JBA Risk Management (JBA), leading catastrophe modeller, announces the industry’s first fully probabilistic China catastrophe model for inland flood today to meet the risk management needs of the private insurance markets and government sector.
JBA partnered with Aspen Re, the reinsurance segment of Aspen Insurance Holdings Limited (“Aspen”), in developing the Continental China Flood Model, which combines JBA’s expertise in flood modelling and Aspen’s extensive market knowledge and experience to model losses occurring from a range of flood scenarios.
Alan Calder, Head of Cat Risk Management at Aspen, comments “Collaborating with JBA to develop this model has allowed us to bring our understanding of exposure and vulnerability in China to the model development process alongside JBA’s extensive modelling experience. As the first fully probabilistic model for inland flood in China, it will provide (re)insurers with the necessary tools to help to better understand this risk in a growing market.”
The Continental China Flood Model will allow users to disaggregate province-level exposure data to a higher resolution for modelling – a process which provides a realistic view of the spatial location of insured exposure across China. This was an important feature of the development work as it helps (re)insurers address one of the principle challenges for models in this region – aggregate exposure data. High resolution modelling of industrial exposure is enabled by matching coordinate-level address information to industrial site footprints, enabling (re)insurers to gain a more complete view of flood risk for these key centres.
Another key feature is the ability to run the model for river and surface water flooding across typhoon and non-typhoon driven events. This allows (re)insurers to better understand what the drivers of loss may be and identify the impact of typhoon events on overall losses. Global (re)insurers can now assess their potential flood losses, price business and manage their portfolios using new model analytics.
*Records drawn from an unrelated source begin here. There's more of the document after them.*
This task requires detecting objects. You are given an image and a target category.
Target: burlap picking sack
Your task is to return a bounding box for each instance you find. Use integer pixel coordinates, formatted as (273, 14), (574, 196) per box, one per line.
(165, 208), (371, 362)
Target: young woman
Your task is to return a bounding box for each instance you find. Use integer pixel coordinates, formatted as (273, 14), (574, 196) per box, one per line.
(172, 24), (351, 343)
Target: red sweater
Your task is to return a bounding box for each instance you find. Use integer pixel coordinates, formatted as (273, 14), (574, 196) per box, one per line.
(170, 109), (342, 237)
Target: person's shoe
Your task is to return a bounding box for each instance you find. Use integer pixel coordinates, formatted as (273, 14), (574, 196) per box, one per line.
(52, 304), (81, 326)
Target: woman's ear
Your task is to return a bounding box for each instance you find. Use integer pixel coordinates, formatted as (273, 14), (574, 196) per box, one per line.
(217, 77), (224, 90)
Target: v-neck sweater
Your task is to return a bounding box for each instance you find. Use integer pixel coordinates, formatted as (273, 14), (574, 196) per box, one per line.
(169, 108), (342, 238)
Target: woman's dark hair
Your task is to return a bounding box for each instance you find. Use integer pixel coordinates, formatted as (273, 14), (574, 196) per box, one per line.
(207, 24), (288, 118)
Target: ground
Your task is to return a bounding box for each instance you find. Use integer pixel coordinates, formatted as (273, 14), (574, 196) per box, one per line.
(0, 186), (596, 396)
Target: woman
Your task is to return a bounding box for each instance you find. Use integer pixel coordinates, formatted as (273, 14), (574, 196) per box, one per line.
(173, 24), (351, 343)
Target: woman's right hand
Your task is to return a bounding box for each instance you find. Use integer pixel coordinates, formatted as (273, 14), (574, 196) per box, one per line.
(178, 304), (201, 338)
Dr Iain Willis, Managing Director of JBA Risk Management Singapore, commented on the new model: “The importance of getting communities back on their feet quickly after a natural disaster is paramount to ensuring that damage to livelihoods is minimised. The new China Model, like all catastrophe models, is aimed at facilitating that process through helping risk transfer so society at large can be better prepared for coping with such events.”
“Floods make up 24% of economic losses caused by catastrophic events in China and the development of this new model is timely in light of the growing demand for better flood risk analysis.”
Flood insurance is vital in helping to protect communities against flood, although insurance penetration remains relatively low in China. For instance, a Yangtze River flood event in 2016 resulted in losses amounting to USD 23 billion and less than 2% of that is insured for. However, the non-life insurance market is rapidly developing with an estimated 24% average annual growth in the Property & Casualty (P&C) market premium between 2006-2015 (Aon Benfield 2006-2015).